Ce qui caractérise notre système représentatif qui, depuis longtemps, l'était de moins en moins, c'est qu'il ne l'est plus du tout ! La deuxième force politique du pays est superbement ignorée, aussi bien au Parlement que dans les médias. La majorité, pléthorique à l'Assemblée, est minoritaire dans l'opinion. Tandis que la soi-disant opposition, qui est, en fait, la troisième force du pays, ne mérite ce nom que par la connivence de ses " adversaires " et néanmoins amis.

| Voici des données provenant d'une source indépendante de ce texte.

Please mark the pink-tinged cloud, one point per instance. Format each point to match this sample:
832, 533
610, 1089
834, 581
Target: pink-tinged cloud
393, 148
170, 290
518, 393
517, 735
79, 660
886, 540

Journalistes et observateurs, professeurs de morale politique compris, semblent n'avoir rien à redire à une telle situation. Mieux, ils ne sont pas choqués que le parti du Président, provisoirement dénommé UMP, s'organise, sous la houlette du mirobolant Alain Juppé, afin de verrouiller non seulement la droite parlementaire, définitivement dotée d'un seul parti de gouvernement, mais encore, par le biais d'une réforme électorale concoctée par Jean-Pierre Raffarin et Nicolas Sarkozy, d'éliminer le Front National de toute perspective de représentation, même dans les assemblées locales. Bien sûr, par la même occasion, on bloquera toute tentative de renouvellement de la vie politique française.
La comparaison souvent faite par les médias, entre cette opération et le système bi-partisan qui préside, depuis au moins 150 ans, à la vie politique des pays anglo-saxons, n'est évidemment pas recevable, car il y a, entre le système qu'on nous prépare en France et les systèmes qui ont cours aux États-Unis et en Grande-Bretagne, la même différence qu'il y a entre une situation qui est le fruit d'une tradition, résultant d'institutions stables et acceptées par le plus grand nombre des citoyens, donc justes, et une autre, purement artificielle, de circonstance, et imposée d'en haut.
Certes, les systèmes de représentation démocratique de type anglais ou américain privent de toute expression un grand nombre de courants minoritaires. Mais, à l'inverse de ce que nous concocte feu le parti gaulliste, il ne s'agit pas, là-bas, de barrer la route coûte que coûte à une force politique donnée, même quand elle pèse 20 % des suffrages exprimés.
En outre, à l'intérieur du parti conservateur britannique ou du parti républicain américain, dont l'UMP prétend être le pendant, les sensibilités qui, en France, vous font classer à droite, voire à l'extrême droite, s'y expriment à peu près librement. Ronald Reagan comme Margaret Thatcher en ont apporté l'éclatante démonstration. À l'inverse, les courants qui seront autorisés et financés par l'UMP devront montrer patte blanche, en se prévalant au moins des signatures de trente parlementaires…
Une telle opération de captation du pouvoir politique, par un petit groupe de politiciens auto-désignés, sans légitimité ni représentativité, n'a d'exemple que dans d'autres pays à régime totalitaire. On pense à Lénine, dont le secret politique était finalement de s'appuyer sur une minorité activiste.
Il s'agit d'un véritable complot antidémocratique. Une petite clique technocratique - dont Jean-Pierre Raffarin n'est, sans doute, et provisoirement, que l'otage consentant - veut avant tout garder le pouvoir et les avantages matériels qui s'y attachent. Personne ne doute que le prochain Président de la République sera Alain Juppé. La " surprise " serait que ce soit Laurent Fabius...
Certes, avec le peuple, même embrigadé et manipulé, des risques de flambées irrationnelles sont toujours à craindre. Écœurés par le cynisme des profiteurs du système, les électeurs peuvent, de temps à autre, créer la surprise. Mais, avec l'UMP et la nouvelle loi électorale en préparation, une telle occurrence est réduite au strict minimum.